Tin(II) and Tin(IV) Complexes Incorporating the Oxygen Tripodal Ligands [( η 5 -C 5 R 5 )Co{P(OEt) 2 O} 3 ] - , (R = H, Me; Et = -C 2 H 5 ) as Potent Inflammatory Mediator Inhibitors: Cytotoxic Properties and Biological Activities against the Platelet-Activating Factor (PAF) and Thrombin.
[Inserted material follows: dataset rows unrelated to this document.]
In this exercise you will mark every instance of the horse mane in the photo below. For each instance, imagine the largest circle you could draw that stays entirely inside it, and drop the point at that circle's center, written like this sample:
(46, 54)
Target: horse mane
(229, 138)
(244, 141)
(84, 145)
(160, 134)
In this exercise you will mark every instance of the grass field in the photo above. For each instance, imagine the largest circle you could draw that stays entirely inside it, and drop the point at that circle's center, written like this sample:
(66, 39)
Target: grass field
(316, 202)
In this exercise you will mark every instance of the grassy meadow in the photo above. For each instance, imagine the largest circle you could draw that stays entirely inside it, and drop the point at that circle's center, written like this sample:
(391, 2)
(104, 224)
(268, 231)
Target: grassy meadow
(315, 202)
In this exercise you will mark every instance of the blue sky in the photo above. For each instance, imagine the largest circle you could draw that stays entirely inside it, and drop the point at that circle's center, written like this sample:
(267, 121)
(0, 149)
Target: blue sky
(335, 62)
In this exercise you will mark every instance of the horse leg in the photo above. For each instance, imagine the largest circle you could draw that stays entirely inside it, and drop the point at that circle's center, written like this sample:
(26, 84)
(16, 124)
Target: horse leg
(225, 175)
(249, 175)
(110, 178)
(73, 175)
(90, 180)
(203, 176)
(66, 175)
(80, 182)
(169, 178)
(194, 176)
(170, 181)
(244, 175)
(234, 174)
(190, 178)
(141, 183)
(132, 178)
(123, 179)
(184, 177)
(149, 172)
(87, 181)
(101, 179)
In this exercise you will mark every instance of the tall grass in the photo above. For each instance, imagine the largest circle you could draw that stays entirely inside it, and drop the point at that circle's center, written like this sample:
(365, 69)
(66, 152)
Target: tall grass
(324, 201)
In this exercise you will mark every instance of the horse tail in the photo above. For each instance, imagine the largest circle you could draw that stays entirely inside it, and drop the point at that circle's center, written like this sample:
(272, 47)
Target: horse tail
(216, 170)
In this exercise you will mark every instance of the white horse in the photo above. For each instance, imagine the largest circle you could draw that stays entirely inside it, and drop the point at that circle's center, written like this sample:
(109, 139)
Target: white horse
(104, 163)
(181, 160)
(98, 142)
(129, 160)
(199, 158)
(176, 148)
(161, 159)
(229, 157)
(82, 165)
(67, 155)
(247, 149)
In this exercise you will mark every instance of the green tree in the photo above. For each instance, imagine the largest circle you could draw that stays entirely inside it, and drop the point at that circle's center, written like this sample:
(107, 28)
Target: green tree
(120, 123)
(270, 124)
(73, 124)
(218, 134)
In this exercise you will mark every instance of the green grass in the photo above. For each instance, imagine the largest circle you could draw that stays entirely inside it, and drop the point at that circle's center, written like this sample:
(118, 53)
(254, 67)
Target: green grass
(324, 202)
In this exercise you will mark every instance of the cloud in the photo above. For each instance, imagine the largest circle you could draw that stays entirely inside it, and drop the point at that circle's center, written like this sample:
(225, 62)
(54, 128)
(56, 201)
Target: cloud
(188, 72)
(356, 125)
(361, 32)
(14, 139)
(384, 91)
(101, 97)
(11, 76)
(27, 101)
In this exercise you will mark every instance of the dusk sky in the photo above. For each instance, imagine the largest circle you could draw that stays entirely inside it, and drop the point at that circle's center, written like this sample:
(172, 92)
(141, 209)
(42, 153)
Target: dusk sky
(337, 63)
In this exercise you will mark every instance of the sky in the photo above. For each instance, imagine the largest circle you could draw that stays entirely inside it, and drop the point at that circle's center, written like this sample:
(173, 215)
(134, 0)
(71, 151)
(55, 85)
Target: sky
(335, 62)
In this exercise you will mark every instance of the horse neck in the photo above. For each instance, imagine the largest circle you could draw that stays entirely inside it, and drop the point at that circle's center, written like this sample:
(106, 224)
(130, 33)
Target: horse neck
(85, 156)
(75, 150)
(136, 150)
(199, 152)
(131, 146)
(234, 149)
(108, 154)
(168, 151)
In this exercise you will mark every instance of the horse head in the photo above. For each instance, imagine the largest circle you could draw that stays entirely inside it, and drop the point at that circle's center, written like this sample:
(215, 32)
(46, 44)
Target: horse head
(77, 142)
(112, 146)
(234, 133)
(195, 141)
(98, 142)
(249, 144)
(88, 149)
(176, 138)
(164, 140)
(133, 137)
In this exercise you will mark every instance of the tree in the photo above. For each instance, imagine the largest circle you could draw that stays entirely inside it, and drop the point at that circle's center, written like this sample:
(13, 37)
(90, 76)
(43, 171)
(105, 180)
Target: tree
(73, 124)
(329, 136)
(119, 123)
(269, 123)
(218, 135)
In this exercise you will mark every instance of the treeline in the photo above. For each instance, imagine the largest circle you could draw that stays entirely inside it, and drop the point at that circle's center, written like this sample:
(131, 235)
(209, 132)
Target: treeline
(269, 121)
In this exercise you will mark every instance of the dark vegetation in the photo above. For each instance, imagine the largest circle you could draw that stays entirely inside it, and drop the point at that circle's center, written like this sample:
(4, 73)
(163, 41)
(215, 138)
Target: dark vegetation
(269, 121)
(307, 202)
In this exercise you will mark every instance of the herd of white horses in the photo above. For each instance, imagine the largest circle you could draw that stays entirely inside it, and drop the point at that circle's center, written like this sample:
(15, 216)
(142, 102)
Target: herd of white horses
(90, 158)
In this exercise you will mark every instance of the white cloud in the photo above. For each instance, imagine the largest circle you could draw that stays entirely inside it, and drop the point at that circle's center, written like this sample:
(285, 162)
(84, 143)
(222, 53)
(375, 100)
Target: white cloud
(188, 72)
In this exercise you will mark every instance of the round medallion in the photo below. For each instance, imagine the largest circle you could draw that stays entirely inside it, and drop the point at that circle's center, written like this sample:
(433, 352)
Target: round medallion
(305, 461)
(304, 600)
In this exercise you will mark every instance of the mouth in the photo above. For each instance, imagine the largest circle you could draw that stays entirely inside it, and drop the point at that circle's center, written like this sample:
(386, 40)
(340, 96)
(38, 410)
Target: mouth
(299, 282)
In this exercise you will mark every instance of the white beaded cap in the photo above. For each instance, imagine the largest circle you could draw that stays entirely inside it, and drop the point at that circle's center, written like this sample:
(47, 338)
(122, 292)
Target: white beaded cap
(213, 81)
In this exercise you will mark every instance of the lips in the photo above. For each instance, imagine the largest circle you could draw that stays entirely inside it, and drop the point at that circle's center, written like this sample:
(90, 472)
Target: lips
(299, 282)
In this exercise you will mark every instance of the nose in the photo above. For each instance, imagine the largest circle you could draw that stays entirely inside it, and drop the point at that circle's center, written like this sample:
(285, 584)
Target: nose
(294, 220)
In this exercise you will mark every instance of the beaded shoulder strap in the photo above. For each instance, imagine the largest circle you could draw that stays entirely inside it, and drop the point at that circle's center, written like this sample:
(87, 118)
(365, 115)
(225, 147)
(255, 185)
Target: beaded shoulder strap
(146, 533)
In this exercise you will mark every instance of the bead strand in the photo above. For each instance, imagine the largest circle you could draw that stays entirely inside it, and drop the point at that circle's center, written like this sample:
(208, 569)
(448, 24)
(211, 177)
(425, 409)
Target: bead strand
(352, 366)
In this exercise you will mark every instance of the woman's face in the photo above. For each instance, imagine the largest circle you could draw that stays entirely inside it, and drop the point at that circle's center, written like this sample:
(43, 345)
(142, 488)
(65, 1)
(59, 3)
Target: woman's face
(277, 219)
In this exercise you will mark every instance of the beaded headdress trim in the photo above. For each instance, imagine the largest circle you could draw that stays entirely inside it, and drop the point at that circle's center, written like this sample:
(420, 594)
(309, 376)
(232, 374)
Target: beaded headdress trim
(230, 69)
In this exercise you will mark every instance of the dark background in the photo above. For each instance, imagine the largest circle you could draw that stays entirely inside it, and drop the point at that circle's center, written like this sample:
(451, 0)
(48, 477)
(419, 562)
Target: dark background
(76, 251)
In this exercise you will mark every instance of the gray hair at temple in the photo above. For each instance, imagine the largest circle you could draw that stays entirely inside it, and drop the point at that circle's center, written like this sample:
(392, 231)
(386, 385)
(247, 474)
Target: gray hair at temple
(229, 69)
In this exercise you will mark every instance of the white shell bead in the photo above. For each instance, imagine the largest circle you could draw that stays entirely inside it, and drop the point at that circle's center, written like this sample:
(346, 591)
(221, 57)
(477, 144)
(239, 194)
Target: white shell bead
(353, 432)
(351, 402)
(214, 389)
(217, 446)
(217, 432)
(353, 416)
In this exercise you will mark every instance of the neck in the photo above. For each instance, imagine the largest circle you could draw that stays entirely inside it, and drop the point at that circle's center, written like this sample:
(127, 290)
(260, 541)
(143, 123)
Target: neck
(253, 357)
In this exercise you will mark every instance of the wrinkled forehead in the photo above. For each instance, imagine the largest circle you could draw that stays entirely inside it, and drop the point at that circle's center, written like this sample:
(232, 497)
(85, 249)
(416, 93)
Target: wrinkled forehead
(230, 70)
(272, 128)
Metal complexes displaying antiplatelet properties is a promising research area. In our methodology, Platelet-Activating Factor (PAF), the most potent lipid pro-inflammatory mediator, serves as a biological probe. The antiplatelet activity is exerted by the inhibition of the PAF-induced aggregation in washed rabbit platelets (WRPs) and in rabbit plasma rich in platelets (rPRPs). Herein, the synthesis and biological investigation of a series of organometallic tin(II) and tin(IV) complexes, featuring the oxygen tripodal Kläui ligands [( η 5 -C 5 R 5 )Co{P(OEt) 2 O} 3 ] - , {R = H, (L OEt - ); Me (L* OEt - )}, are reported. Reaction of NaL OEt ( 1a ) and NaL* OEt ( 1b ) with SnCl 2 , yielded the rare four-coordinate L OEt SnCl ( 2a ) and L* OEt SnCl ( 2b ) complexes. Accordingly, L OEt SnPh 3 ( 3a ) and L* OEt SnPh 3 ( 3b ) were prepared, starting from Ph 3 SnCl. Characterization includes spectroscopy and X-ray diffraction studies for 2a , 2b and 3b . The antiplatelet activity of the lead complexes 2b and 3a (IC 50 = 0.5 μΜ) is superior compared to that of 1a and 1b , while both complexes display a pronounced inhibitory activity against thrombin (IC 50 = 1.8 μM and 0.6 μM). The in vitro cytotoxic activities of 3a and 2b on human Jurkat T lymphoblastic tumor cell line is higher than that of cisplatin.